Jakarta, Coverpublik.com – Amandel bengkak merupakan kondisi yang cukup umum terjadi dan biasanya disebabkan oleh infeksi bakteri atau virus. Dalam dunia medis, amandel bengkak dikenal sebagai tonsilitis. Kondisi ini ditandai dengan gejala berupa sakit tenggorokan, nyeri saat menelan, suara serak, hingga demam.

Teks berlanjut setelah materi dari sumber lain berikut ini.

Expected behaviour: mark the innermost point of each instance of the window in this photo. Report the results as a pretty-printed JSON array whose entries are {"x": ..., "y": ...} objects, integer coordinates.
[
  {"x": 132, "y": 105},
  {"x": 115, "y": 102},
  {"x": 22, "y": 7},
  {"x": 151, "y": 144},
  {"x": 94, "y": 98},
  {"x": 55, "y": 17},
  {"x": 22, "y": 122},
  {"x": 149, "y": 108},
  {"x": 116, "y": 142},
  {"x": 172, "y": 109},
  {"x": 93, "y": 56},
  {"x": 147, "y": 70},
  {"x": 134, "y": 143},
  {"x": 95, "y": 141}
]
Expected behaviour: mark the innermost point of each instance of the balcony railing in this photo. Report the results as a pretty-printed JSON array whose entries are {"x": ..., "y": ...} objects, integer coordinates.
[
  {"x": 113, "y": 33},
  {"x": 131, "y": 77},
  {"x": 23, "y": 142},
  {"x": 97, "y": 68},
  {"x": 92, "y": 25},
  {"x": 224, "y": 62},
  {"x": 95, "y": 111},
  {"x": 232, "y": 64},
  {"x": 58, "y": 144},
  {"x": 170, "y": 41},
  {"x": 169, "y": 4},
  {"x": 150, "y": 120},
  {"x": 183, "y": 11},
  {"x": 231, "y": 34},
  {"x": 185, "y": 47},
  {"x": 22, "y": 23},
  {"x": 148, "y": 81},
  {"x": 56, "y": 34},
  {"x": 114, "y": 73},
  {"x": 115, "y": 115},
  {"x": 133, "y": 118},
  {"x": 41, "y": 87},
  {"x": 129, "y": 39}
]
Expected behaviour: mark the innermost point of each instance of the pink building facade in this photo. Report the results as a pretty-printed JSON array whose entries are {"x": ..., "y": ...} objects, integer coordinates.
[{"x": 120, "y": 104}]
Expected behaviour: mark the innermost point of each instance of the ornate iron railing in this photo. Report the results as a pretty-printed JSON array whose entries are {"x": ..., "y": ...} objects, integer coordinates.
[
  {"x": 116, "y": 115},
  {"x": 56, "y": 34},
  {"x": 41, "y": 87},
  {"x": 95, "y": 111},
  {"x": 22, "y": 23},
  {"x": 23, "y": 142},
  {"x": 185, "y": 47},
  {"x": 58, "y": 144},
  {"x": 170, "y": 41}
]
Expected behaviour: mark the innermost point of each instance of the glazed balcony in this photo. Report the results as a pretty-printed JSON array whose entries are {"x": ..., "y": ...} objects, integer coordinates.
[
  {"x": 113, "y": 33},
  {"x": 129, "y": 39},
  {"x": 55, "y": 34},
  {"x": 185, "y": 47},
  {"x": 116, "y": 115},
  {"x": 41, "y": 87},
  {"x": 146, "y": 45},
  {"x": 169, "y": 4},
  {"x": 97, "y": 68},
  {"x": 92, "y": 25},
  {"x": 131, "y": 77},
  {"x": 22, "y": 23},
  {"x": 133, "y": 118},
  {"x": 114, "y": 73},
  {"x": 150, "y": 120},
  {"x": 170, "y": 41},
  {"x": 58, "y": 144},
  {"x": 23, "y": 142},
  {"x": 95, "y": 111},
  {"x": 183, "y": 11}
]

Sebelum memutuskan untuk berobat ke dokter, tidak ada salahnya mencoba pengobatan rumahan dengan menggunakan bahan-bahan alami. Beberapa bahan dapur bahkan diketahui memiliki khasiat meredakan gejala radang amandel. Berikut ini sejumlah obat alami yang dapat membantu mengurangi bengkak dan nyeri akibat amandel secara mandiri di rumah:
1. Air Garam
Berkumur dengan air garam adalah cara sederhana namun efektif untuk meredakan peradangan pada tenggorokan. Air garam dapat membantu membunuh bakteri, membersihkan rongga mulut, serta mengurangi bengkak. Cukup campurkan satu sendok teh garam ke dalam segelas air hangat, lalu gunakan untuk berkumur beberapa kali dalam sehari. Jangan menelan larutan ini, cukup berkumur lalu keluarkan.
2. Bawang Putih
Bawang putih memiliki sifat antibakteri dan antivirus yang dapat membantu tubuh melawan infeksi penyebab pembengkakan amandel. Konsumsi satu siung bawang putih mentah yang telah dikupas dan dicuci bersih bisa membantu meredakan gejala. Bagi yang tidak kuat dengan rasa dan aromanya, bawang putih bisa dicampur dalam makanan atau minuman hangat.
3. Madu
Madu dikenal memiliki efek antimikroba dan mampu menenangkan tenggorokan yang meradang. Untuk menggunakannya, campurkan satu hingga dua sendok makan madu ke dalam segelas air hangat atau teh herbal. Menambahkan perasan lemon juga bisa membantu meningkatkan khasiatnya, sekaligus memberikan rasa segar.
4. Jahe
Jahe telah lama digunakan sebagai obat tradisional untuk mengatasi berbagai keluhan pernapasan. Senyawa antiinflamasi dalam jahe dapat mengurangi pembengkakan dan rasa tidak nyaman akibat amandel. Jahe bisa dikonsumsi dalam bentuk teh atau air rebusan. Meski bermanfaat, konsumsinya tetap perlu dibatasi agar tidak mengganggu lambung.
5. Kunyit
Kunyit mengandung kurkumin, senyawa aktif yang memiliki efek antiradang dan antimikroba. Parut kunyit segar yang telah dibersihkan, lalu peras airnya. Air kunyit ini bisa dikonsumsi langsung atau dicampur dengan air jahe untuk meningkatkan manfaatnya.
6. Teh Chamomile
Teh chamomile mengandung antioksidan dan bersifat menenangkan. Kandungan antiradangnya dipercaya efektif meredakan nyeri tenggorokan akibat amandel. Pastikan produk teh chamomile yang dikonsumsi terdaftar di Badan Pengawas Obat dan Makanan (BPOM) untuk menjamin keamanan.
7. Teh Peppermint
Peppermint mengandung mentol dan senyawa antibakteri yang dapat membantu mengurangi peradangan. Anda dapat merebus beberapa lembar daun peppermint, lalu menyaring air rebusannya untuk diminum. Aroma segar dan sensasi dingin yang ditimbulkan peppermint juga mampu melegakan tenggorokan.
8. Cabai Merah
Cabai merah mengandung capsaicin, senyawa yang memberikan efek antiradang dan antibakteri. Meski terasa pedas, konsumsi cabai merah dalam jumlah kecil dapat membantu mengurangi rasa sakit dan pembengkakan amandel. Namun, penggunaan cabai merah harus hati-hati agar tidak memperburuk iritasi tenggorokan.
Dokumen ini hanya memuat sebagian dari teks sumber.